Countries across the globe, including Russia, China, India, and others, have been working to diversify their foreign reserves away from the greenback.


And, as RT reports, the head of the Russian intelligence service has now voiced those concerns clearly - that the use of the dollar presents risks and more nations are looking into finding alternative tools for doing business.
"It seems abnormal that the United States, behaving so aggressively and unpredictably, continues to be the holder of the main reserve currency.”
“Due to the objective strengthening of multipolarity, the monopoly position of the dollar in international economic relations becomes anachronistic. Gradually, the dollar is becoming toxic.
And it's not just talk, as RT notes, Russia has taken concrete steps towards de-dollarizing the economy. 

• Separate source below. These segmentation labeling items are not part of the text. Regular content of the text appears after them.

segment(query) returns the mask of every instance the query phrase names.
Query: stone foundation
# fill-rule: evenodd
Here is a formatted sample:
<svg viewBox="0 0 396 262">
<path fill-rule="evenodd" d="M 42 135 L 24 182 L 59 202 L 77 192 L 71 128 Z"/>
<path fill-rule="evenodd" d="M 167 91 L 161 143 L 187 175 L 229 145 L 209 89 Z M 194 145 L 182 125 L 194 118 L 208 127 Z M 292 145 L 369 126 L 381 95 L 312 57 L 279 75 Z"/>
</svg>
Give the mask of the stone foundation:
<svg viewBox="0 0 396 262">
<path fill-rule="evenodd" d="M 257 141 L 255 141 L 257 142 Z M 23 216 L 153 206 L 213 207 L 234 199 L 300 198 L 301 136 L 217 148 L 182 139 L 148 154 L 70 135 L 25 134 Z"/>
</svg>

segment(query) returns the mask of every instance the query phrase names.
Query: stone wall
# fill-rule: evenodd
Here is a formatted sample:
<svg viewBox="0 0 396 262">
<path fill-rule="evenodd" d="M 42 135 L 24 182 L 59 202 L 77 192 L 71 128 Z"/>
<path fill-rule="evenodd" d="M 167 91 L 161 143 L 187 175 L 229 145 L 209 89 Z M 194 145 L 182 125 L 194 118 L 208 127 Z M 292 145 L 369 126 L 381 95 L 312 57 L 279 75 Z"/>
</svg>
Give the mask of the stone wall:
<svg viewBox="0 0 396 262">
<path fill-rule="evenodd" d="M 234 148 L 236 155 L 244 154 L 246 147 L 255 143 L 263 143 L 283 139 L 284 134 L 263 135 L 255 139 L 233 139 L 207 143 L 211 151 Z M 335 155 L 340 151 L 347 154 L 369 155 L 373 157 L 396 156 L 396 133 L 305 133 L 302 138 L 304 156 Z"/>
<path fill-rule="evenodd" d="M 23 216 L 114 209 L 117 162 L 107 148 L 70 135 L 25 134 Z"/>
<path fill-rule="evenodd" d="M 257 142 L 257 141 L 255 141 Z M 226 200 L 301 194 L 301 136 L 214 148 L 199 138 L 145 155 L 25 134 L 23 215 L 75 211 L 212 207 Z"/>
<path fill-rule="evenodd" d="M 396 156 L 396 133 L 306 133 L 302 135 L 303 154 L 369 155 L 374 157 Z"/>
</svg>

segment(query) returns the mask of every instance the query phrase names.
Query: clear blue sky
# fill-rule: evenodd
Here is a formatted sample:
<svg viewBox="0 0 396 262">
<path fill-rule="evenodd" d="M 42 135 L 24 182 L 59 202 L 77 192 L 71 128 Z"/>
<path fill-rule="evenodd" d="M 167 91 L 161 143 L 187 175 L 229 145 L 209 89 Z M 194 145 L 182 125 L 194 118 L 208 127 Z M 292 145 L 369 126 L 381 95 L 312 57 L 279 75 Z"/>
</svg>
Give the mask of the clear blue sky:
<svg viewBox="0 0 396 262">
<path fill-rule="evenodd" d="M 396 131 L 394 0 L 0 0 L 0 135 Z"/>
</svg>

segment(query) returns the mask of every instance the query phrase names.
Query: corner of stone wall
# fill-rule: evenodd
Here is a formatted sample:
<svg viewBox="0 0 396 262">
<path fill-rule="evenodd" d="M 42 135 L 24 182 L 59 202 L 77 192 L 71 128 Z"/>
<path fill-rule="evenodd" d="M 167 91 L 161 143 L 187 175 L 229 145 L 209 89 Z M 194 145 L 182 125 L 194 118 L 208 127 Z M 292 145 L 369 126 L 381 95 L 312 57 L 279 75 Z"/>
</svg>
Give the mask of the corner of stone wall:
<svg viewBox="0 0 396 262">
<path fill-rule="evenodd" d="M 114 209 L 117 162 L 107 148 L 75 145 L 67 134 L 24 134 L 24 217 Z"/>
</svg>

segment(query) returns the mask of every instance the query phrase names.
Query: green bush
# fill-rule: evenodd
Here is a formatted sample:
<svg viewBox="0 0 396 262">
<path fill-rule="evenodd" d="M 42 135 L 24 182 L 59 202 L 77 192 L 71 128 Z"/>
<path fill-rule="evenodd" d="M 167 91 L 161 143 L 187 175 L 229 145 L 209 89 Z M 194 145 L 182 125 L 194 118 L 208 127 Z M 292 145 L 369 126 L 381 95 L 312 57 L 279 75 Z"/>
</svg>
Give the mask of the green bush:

So far, Moscow has managed to partially phase out the dollar from its exports, signing currency-swap agreements with a number of countries, including China, India, and Iran. Russia has recently proposed using the euro instead of the US dollar in trade with the European Union.

This comes on the heels of Malaysian Prime Minister Dr. Mahathir Mohamad proposing a gold-backed currency as a unit of account for trade between East Asian nations.
“For the past 40+ years we’ve tried to remove ourselves from a gold standard, we pretended it doesn’t exist... and that failed because gold is always telling the truth... and you don’t have to trust to somebody printing up a whole bunch of money,”
Today's currency trading is manipulative, he added.